A rainy Wednesday evening saw two of us brave the dreaded streets of dining Soho. A plethora of non-booking restaurants with lines of hapless punters queuing cluelessly. So it came as quite a surprise that we ended up in Ducksoup. A place so ‘on-trend’ that in its throwback to a vintage age it is so modern that it’s ahead of its time. Soho is famed for birthing cramped, hipster, dive restaurants serving tapas style sharing plates. Ducksoup is no different, in fact it epitomises this kind of establishment.
Despite this trendy, new breed image which I tend to hate, I thoroughly enjoyed my dinner here. The food was quite delicious. Fresh, seasonal ingredients, executed to a high standard and resulting in very tasty little dishes. The menu changes daily and features various influences from around Europe. The lamb’s kidneys were tender, seasoned perfectly and balanced beautifully with roasted cauliflower. The quail was succulent, the delicate chargrilled notes working wonderfully with the rich, wet polenta. Even the salt crusted potatoes were a triumph, a hearty crunch, encasing fluffy baked potato. When dipped in possibly the finest aioli I’ve ever tasted, they’re the absolute perfect bar-side snack.
I applaud the ethos here, natural food, seasonal, fresh and cooked with love. I would have liked to see an actual ‘duck soup’ on the menu though. Despite the entitlement referring to a Marx Brothers film, it’s a restaurant first and foremost and it’s the name that drew me in in the first place. When I was living in Thailand, my favourite place to eat was a little stall selling duck soup. I must admit that although I did not expect a trendy soho eatery to serve a 50p bowl of nostalgia, I was met with some disappointment that not one single duck item or even soup for that matter was featured on the menu.
The service left much to be desired unfortunately but not unexpectedly. I mean it wouldn’t be very hipster with traditional five star customer service now would it? I ordered a negroni from the drinks menu, the waitress urged me to try the ‘white negroni’ instead. She sang praises of how delicious it was and that I wouldn’t be disappointed. When I expressed hesitance and a certain air of uncertainty, she philosophically retorted by expressing that no one ever experienced anything without taking a risk. By this point I was expecting her to offer to change the drink should it not be to my taste, the option was not offered so I proposed it to her. Apparently this is not common practice in the hospitality industry and it was extremely “unfair” of me to suggest such a travesty. She then continued to propose that if I was at her house then it would be “quite different”. I laughed it off and ordered my negroni, without the white. Maybe it was a dig at the colour of my skin, my lack of adventure, my taste in drinks or a bizarre, reverse courting ritual, God only knows.

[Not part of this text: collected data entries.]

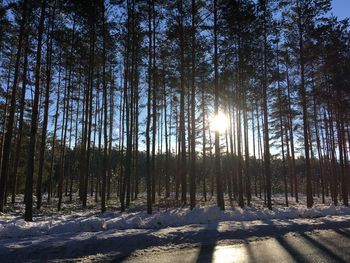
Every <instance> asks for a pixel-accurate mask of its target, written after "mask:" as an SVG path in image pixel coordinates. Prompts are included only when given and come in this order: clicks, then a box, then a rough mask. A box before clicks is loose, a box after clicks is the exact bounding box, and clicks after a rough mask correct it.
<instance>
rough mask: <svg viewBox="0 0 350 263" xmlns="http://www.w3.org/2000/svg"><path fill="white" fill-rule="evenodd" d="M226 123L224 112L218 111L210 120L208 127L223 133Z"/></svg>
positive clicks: (226, 128) (227, 125)
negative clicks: (209, 122) (219, 111)
mask: <svg viewBox="0 0 350 263" xmlns="http://www.w3.org/2000/svg"><path fill="white" fill-rule="evenodd" d="M228 124H229V119H228V117H227V116H226V115H225V114H224V113H222V112H219V114H217V115H214V116H213V117H212V119H211V121H210V128H211V129H212V130H214V131H217V132H219V133H224V132H225V131H226V130H227V127H228Z"/></svg>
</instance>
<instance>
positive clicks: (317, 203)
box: [0, 195, 350, 262]
mask: <svg viewBox="0 0 350 263" xmlns="http://www.w3.org/2000/svg"><path fill="white" fill-rule="evenodd" d="M22 198H23V197H22V196H18V197H17V200H16V201H18V202H16V203H15V205H9V206H8V208H7V209H8V211H6V212H7V213H6V214H0V258H1V261H2V262H28V261H30V262H42V261H53V262H66V261H84V262H85V261H100V262H104V261H109V260H114V261H116V262H119V261H122V260H127V261H128V260H129V261H130V260H132V261H135V262H150V261H140V257H142V258H145V257H144V255H146V256H147V257H148V255H150V253H151V254H152V255H153V254H155V255H156V254H157V253H159V255H160V258H158V260H157V259H156V258H155V261H153V262H157V261H164V258H168V259H170V258H171V256H172V255H173V254H171V253H173V251H178V250H179V249H180V250H181V251H184V252H185V253H183V256H185V258H186V254H187V253H186V251H187V250H188V255H190V254H191V253H192V254H193V253H194V254H196V255H197V254H198V253H197V252H198V251H199V250H198V249H199V248H205V249H204V252H203V253H204V255H207V256H204V257H207V259H209V257H210V256H209V255H211V254H212V253H214V252H213V251H214V250H215V251H216V250H217V249H219V250H220V249H221V248H222V246H226V245H229V246H231V245H235V246H236V245H238V247H237V248H241V249H242V247H239V245H241V244H243V243H247V242H248V243H251V242H253V244H256V243H254V242H260V241H261V240H265V239H269V242H274V241H271V240H270V239H271V238H280V237H286V238H288V236H289V238H290V239H291V238H292V237H300V236H301V235H311V236H314V235H316V236H317V235H318V234H319V235H323V236H329V237H330V238H331V237H333V238H337V237H336V236H335V235H341V236H342V237H339V240H338V241H339V242H340V243H343V242H345V241H346V244H349V243H350V238H349V237H350V232H349V229H350V208H348V207H343V206H334V205H333V204H332V203H331V201H330V200H329V199H328V198H327V200H326V204H321V203H320V199H319V198H315V206H314V207H313V208H311V209H307V208H306V206H305V196H300V202H299V203H296V202H295V201H293V199H292V198H290V206H289V207H285V206H284V204H283V201H284V197H283V195H275V196H274V198H273V199H274V207H273V210H272V211H270V210H268V209H266V207H265V206H264V201H263V200H261V199H260V198H257V197H254V198H253V201H252V206H250V207H246V208H244V209H241V208H239V207H237V204H236V203H233V204H232V206H231V205H227V208H226V210H225V211H220V210H219V209H218V208H217V207H216V206H215V205H214V204H215V199H211V200H209V201H208V202H206V203H204V202H203V200H202V201H201V200H200V198H198V203H199V205H198V207H197V208H195V209H193V210H190V209H189V208H187V207H185V208H182V207H180V206H178V204H177V203H174V202H173V201H170V200H163V199H160V200H158V201H157V203H158V205H155V206H154V212H153V214H152V215H148V214H147V213H146V212H145V206H144V203H145V200H144V199H145V196H142V195H141V196H140V198H139V200H138V201H135V202H133V205H132V206H131V207H130V209H129V210H128V211H126V212H124V213H120V212H119V211H118V207H115V206H113V204H115V203H117V202H116V200H115V198H114V199H113V198H112V199H111V200H110V201H109V206H108V211H107V212H105V213H100V212H99V206H98V205H94V201H93V198H91V199H90V200H89V205H88V208H87V209H85V210H83V209H81V207H80V203H79V202H78V200H77V198H76V197H74V198H73V200H74V201H72V202H69V200H68V198H67V200H65V202H64V206H63V209H62V211H60V212H56V211H55V200H53V202H52V205H47V204H44V206H43V209H42V210H41V211H35V215H34V218H33V222H25V221H24V220H23V216H22V215H23V209H24V206H23V203H22V202H21V200H22ZM227 201H228V200H227ZM227 204H228V202H227ZM174 206H175V208H174ZM329 231H333V232H329ZM334 231H338V232H339V231H340V232H341V233H338V232H337V233H334ZM303 239H305V236H303ZM343 239H347V240H343ZM291 240H293V239H291ZM331 243H332V242H331ZM257 244H259V243H257ZM218 246H219V247H218ZM254 246H255V247H259V248H261V246H260V245H254ZM254 246H253V247H254ZM214 247H216V248H215V249H213V248H214ZM272 248H273V247H271V249H272ZM244 249H246V248H244ZM208 250H209V251H210V250H211V252H210V253H209V252H208ZM265 250H266V249H260V250H259V249H258V252H257V253H262V252H259V251H265ZM196 251H197V252H196ZM230 251H231V252H230V253H234V252H232V250H230ZM312 251H314V250H312ZM349 251H350V250H349ZM169 253H170V254H169ZM310 253H311V252H310ZM168 254H169V255H168ZM162 255H163V256H164V258H163V259H162ZM173 256H174V255H173ZM180 256H181V255H180ZM197 256H198V255H197ZM347 256H348V255H344V256H343V257H342V258H339V259H343V258H345V259H346V258H347ZM149 258H150V259H151V258H152V257H149ZM187 259H188V260H190V259H191V257H188V258H187ZM192 259H194V258H192ZM203 260H204V261H205V258H203ZM181 261H183V260H181ZM247 261H250V260H243V262H247ZM287 261H288V260H287ZM296 261H298V260H296ZM169 262H170V261H169ZM171 262H176V261H171ZM184 262H185V261H184ZM188 262H196V260H190V261H188Z"/></svg>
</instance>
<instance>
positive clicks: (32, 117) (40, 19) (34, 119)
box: [24, 0, 46, 221]
mask: <svg viewBox="0 0 350 263" xmlns="http://www.w3.org/2000/svg"><path fill="white" fill-rule="evenodd" d="M45 9H46V0H43V1H42V3H41V13H40V21H39V27H38V44H37V50H36V65H35V92H34V101H33V108H32V116H31V127H30V140H29V150H28V163H27V176H26V188H25V197H24V199H25V214H24V219H25V220H26V221H32V219H33V176H34V162H35V145H36V134H37V129H38V115H39V109H38V107H39V96H40V68H41V49H42V37H43V32H44V21H45Z"/></svg>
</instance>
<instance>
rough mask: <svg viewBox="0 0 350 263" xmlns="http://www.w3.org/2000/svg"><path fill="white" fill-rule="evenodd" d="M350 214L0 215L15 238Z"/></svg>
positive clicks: (178, 208) (320, 206)
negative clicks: (22, 217) (101, 231)
mask: <svg viewBox="0 0 350 263" xmlns="http://www.w3.org/2000/svg"><path fill="white" fill-rule="evenodd" d="M347 215H350V208H349V207H343V206H335V205H334V204H332V203H331V204H329V205H322V204H317V205H315V206H314V207H313V208H310V209H308V208H306V207H305V206H303V205H299V206H291V207H283V206H276V207H274V208H273V210H268V209H267V208H264V207H246V208H244V209H241V208H239V207H233V208H231V207H230V208H227V209H226V210H225V211H221V210H220V209H219V208H218V207H216V206H214V205H211V206H203V207H196V208H194V209H193V210H190V209H189V208H173V209H159V210H158V211H155V212H154V213H153V214H152V215H148V214H147V213H146V212H145V211H136V212H129V213H120V212H106V213H104V214H101V213H97V212H96V213H93V214H92V213H91V211H90V212H88V211H87V212H76V213H74V212H72V213H71V214H69V215H65V214H61V215H58V216H56V217H45V216H42V217H37V218H34V221H33V222H25V221H24V220H23V219H22V218H21V217H19V216H8V215H6V216H5V215H4V216H1V215H0V238H18V237H27V236H41V235H52V234H63V233H81V232H98V231H106V230H125V229H162V228H167V227H181V226H187V225H205V224H206V225H210V224H218V223H219V222H226V221H227V222H236V223H239V222H252V221H261V220H262V221H266V220H286V219H303V218H320V217H331V216H347Z"/></svg>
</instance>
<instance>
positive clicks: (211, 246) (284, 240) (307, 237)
mask: <svg viewBox="0 0 350 263" xmlns="http://www.w3.org/2000/svg"><path fill="white" fill-rule="evenodd" d="M114 262H133V263H155V262H162V263H176V262H181V263H187V262H220V263H227V262H269V263H270V262H339V263H341V262H350V228H341V229H333V230H320V231H317V232H311V233H302V234H293V233H291V234H288V235H285V236H281V237H273V238H267V239H263V240H262V239H259V240H255V241H244V242H243V243H240V244H232V245H230V244H229V243H226V244H225V243H222V244H220V243H219V244H212V245H205V246H199V247H192V248H186V247H182V248H176V247H174V248H172V249H168V248H166V247H165V248H164V249H162V248H161V247H157V248H156V249H151V250H143V251H136V252H135V253H133V254H132V255H130V256H129V257H128V258H125V259H120V258H119V259H118V258H116V259H114Z"/></svg>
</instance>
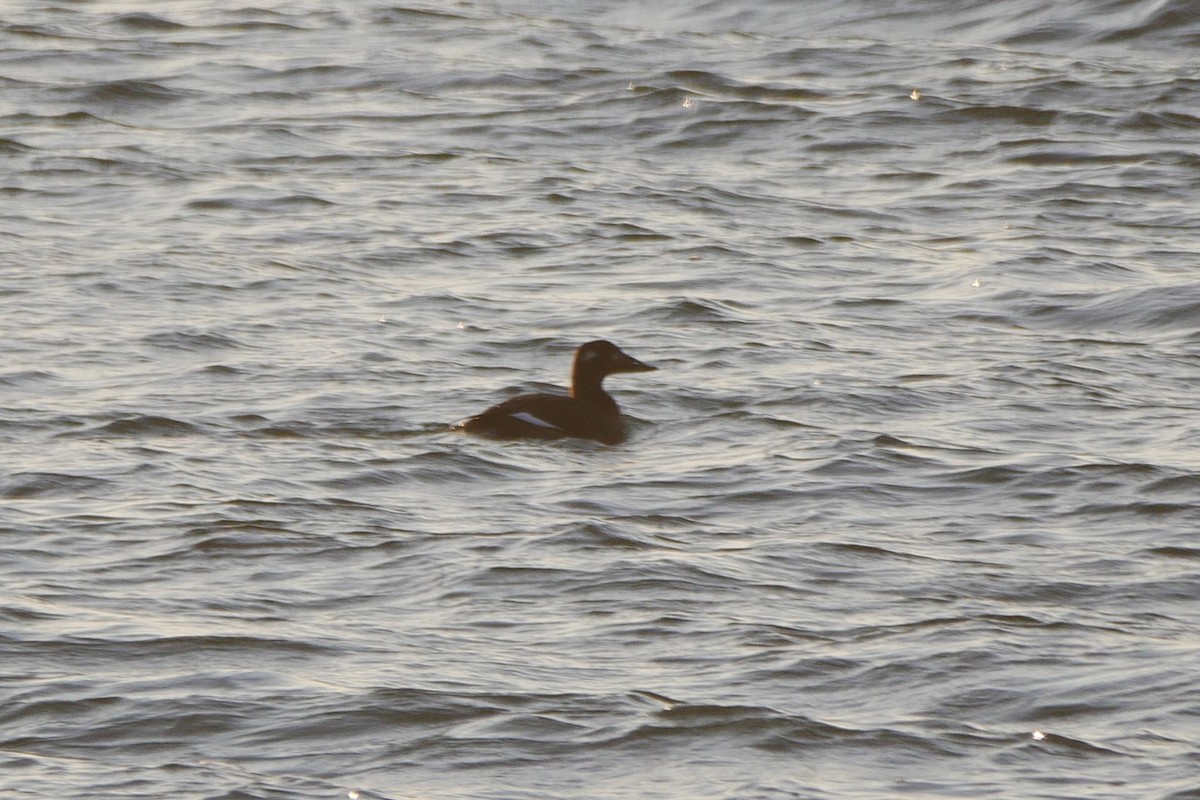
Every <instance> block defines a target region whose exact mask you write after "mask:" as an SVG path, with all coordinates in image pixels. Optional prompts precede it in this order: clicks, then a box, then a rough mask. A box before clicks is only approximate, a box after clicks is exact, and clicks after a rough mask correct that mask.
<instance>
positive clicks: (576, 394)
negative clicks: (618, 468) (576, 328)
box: [456, 339, 658, 445]
mask: <svg viewBox="0 0 1200 800" xmlns="http://www.w3.org/2000/svg"><path fill="white" fill-rule="evenodd" d="M656 368H658V367H652V366H649V365H646V363H642V362H641V361H638V360H637V359H635V357H632V356H630V355H625V354H624V353H622V350H620V348H618V347H617V345H616V344H613V343H612V342H605V341H602V339H598V341H595V342H588V343H587V344H582V345H580V349H577V350H576V351H575V362H574V363H572V366H571V393H570V396H564V395H545V393H538V395H521V396H520V397H514V398H511V399H508V401H504V402H503V403H499V404H498V405H493V407H492V408H490V409H487V410H486V411H484V413H482V414H476V415H475V416H473V417H470V419H467V420H463V421H462V422H460V423H458V425H457V426H456V427H458V428H461V429H462V431H466V432H467V433H478V434H482V435H486V437H492V438H496V439H564V438H576V439H594V440H596V441H602V443H604V444H606V445H614V444H617V443H619V441H622V440H623V439H624V438H625V429H624V425H622V421H620V409H619V408H617V403H616V401H613V399H612V397H610V396H608V393H607V392H606V391H605V390H604V387H602V386H601V384H602V383H604V379H605V378H606V377H608V375H612V374H616V373H619V372H650V371H653V369H656Z"/></svg>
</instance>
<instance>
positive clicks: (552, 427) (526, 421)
mask: <svg viewBox="0 0 1200 800" xmlns="http://www.w3.org/2000/svg"><path fill="white" fill-rule="evenodd" d="M509 416H511V417H512V419H514V420H521V421H522V422H528V423H529V425H536V426H538V427H539V428H550V429H551V431H558V429H559V427H558V426H557V425H551V423H550V422H547V421H546V420H544V419H541V417H540V416H534V415H533V414H530V413H529V411H517V413H516V414H510V415H509Z"/></svg>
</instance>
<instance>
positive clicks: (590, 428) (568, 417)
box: [462, 395, 624, 445]
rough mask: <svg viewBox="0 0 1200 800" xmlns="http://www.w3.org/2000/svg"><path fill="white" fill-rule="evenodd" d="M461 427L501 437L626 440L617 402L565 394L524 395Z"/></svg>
mask: <svg viewBox="0 0 1200 800" xmlns="http://www.w3.org/2000/svg"><path fill="white" fill-rule="evenodd" d="M462 429H463V431H466V432H468V433H476V434H482V435H488V437H494V438H499V439H562V438H566V437H571V438H578V439H594V440H596V441H601V443H604V444H607V445H612V444H617V443H619V441H620V440H622V439H624V431H623V426H622V423H620V411H619V410H618V409H617V404H616V403H613V402H612V401H611V399H608V403H596V402H583V401H581V399H577V398H574V397H566V396H563V395H521V396H520V397H514V398H511V399H508V401H504V402H503V403H499V404H497V405H493V407H492V408H490V409H487V410H486V411H484V413H481V414H476V415H475V416H473V417H470V419H468V420H466V421H463V423H462Z"/></svg>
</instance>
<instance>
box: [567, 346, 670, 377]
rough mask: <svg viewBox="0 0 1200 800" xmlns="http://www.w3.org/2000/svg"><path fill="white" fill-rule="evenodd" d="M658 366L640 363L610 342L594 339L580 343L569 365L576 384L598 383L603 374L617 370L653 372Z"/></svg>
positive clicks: (625, 370) (606, 373) (629, 371)
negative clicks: (572, 363)
mask: <svg viewBox="0 0 1200 800" xmlns="http://www.w3.org/2000/svg"><path fill="white" fill-rule="evenodd" d="M655 369H658V367H652V366H650V365H648V363H642V362H641V361H638V360H637V359H635V357H634V356H631V355H629V354H628V353H625V351H623V350H622V349H620V348H619V347H617V345H616V344H613V343H612V342H606V341H604V339H596V341H595V342H588V343H587V344H581V345H580V348H578V349H577V350H576V351H575V363H574V366H572V367H571V383H572V384H574V385H576V386H578V385H581V384H582V383H589V381H595V383H598V384H599V383H600V381H601V380H604V378H605V375H612V374H616V373H618V372H653V371H655Z"/></svg>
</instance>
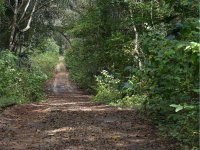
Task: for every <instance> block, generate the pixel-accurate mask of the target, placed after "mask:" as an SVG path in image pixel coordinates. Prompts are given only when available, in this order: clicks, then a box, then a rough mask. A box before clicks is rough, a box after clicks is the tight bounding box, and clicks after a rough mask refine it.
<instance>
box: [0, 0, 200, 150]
mask: <svg viewBox="0 0 200 150" xmlns="http://www.w3.org/2000/svg"><path fill="white" fill-rule="evenodd" d="M199 36H200V20H199V2H198V0H146V1H145V0H57V1H56V0H33V1H30V0H11V1H10V0H0V107H5V106H8V105H13V104H18V103H25V102H31V101H38V100H42V99H44V98H43V97H44V90H43V89H44V83H45V82H46V81H47V80H48V79H49V78H50V77H52V73H53V68H54V66H55V64H56V63H57V60H58V53H61V54H63V53H64V56H65V60H66V64H67V68H68V69H69V71H70V74H71V77H72V79H73V80H74V81H75V82H76V83H77V84H78V85H79V86H80V87H81V88H83V89H85V90H87V91H88V92H90V93H92V94H94V95H95V96H94V98H93V101H94V102H103V103H106V104H110V105H113V106H116V107H130V108H133V109H138V111H140V112H141V113H142V114H144V115H145V116H147V117H148V118H150V119H151V121H152V122H153V123H154V124H155V125H156V126H157V127H158V128H159V130H160V134H161V135H162V136H164V137H166V138H169V139H172V140H176V141H178V142H179V143H180V144H181V146H182V149H193V150H194V149H198V142H199V125H198V122H199V121H198V119H199V116H198V112H199V92H200V90H199V63H200V62H199V56H200V55H199V49H200V44H199ZM50 72H52V73H50Z"/></svg>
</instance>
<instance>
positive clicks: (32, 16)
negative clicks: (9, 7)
mask: <svg viewBox="0 0 200 150" xmlns="http://www.w3.org/2000/svg"><path fill="white" fill-rule="evenodd" d="M37 2H38V0H36V1H35V4H34V6H33V9H32V12H31V15H30V17H29V20H28V23H27V25H26V27H25V28H24V29H22V30H21V32H26V31H28V30H29V29H30V25H31V21H32V19H33V14H34V12H35V9H36V6H37Z"/></svg>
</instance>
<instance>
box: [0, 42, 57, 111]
mask: <svg viewBox="0 0 200 150" xmlns="http://www.w3.org/2000/svg"><path fill="white" fill-rule="evenodd" d="M47 43H48V42H47ZM50 43H51V42H50ZM48 48H50V49H51V50H48V51H44V52H41V50H39V49H40V48H38V50H37V51H38V52H37V53H34V54H31V55H29V56H28V57H25V58H23V59H22V58H20V57H18V56H16V55H15V54H13V53H12V52H10V51H8V50H7V51H2V52H0V83H1V84H0V108H1V107H2V108H3V107H7V106H10V105H15V104H22V103H29V102H35V101H40V100H45V91H44V89H45V82H46V81H47V80H48V79H49V78H51V77H52V75H53V72H54V67H55V65H56V63H57V62H58V49H56V48H55V46H54V47H53V46H51V45H48Z"/></svg>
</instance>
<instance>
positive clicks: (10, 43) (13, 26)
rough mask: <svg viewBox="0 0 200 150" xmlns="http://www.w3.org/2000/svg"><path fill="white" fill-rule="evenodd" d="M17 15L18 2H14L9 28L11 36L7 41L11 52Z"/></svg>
mask: <svg viewBox="0 0 200 150" xmlns="http://www.w3.org/2000/svg"><path fill="white" fill-rule="evenodd" d="M17 14H18V0H15V8H14V15H13V23H12V27H11V34H10V40H9V49H10V50H11V51H12V50H13V49H14V38H15V31H16V26H17Z"/></svg>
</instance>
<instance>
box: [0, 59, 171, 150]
mask: <svg viewBox="0 0 200 150" xmlns="http://www.w3.org/2000/svg"><path fill="white" fill-rule="evenodd" d="M64 68H65V67H64V65H63V63H62V62H61V63H60V64H58V66H57V67H56V75H55V78H54V79H53V80H52V81H50V82H49V83H48V93H49V94H48V95H49V96H48V97H49V98H48V101H47V102H40V103H32V104H26V105H19V106H14V107H11V108H8V109H6V110H5V111H4V112H3V113H2V114H0V150H169V149H170V147H169V145H167V144H166V143H165V142H164V141H163V140H161V139H160V138H159V137H158V136H156V133H157V130H156V129H155V128H153V127H152V126H151V125H149V123H147V122H146V121H145V120H144V119H142V118H141V117H140V115H139V114H138V113H137V111H135V110H130V109H118V108H114V107H110V106H107V105H102V104H95V103H92V102H91V101H90V100H91V96H90V95H87V94H84V92H82V91H80V90H78V89H77V88H76V86H75V85H74V84H73V82H71V81H70V80H69V74H68V72H67V71H66V70H65V69H64ZM166 145H167V146H166Z"/></svg>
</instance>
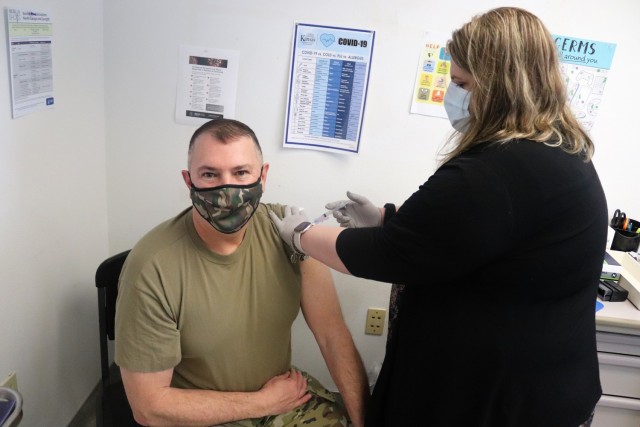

Anyway, the kitchen produces some fine cooking and the atmosphere was pleasantly calm. It’s small but felt cozy not cramped, a warm glow and gentle hum floated around the place, I felt incredibly relaxed there. As with any restaurant in Soho, go early to improve your chances of getting seated and not standing around like a lemon on a damp pavement, although they do take bookings for three or more. It’s the perfect spot for a post-work bottle of wine and a few good eats, you won’t be disappointed with that I promise. Just don’t expect any duck soup.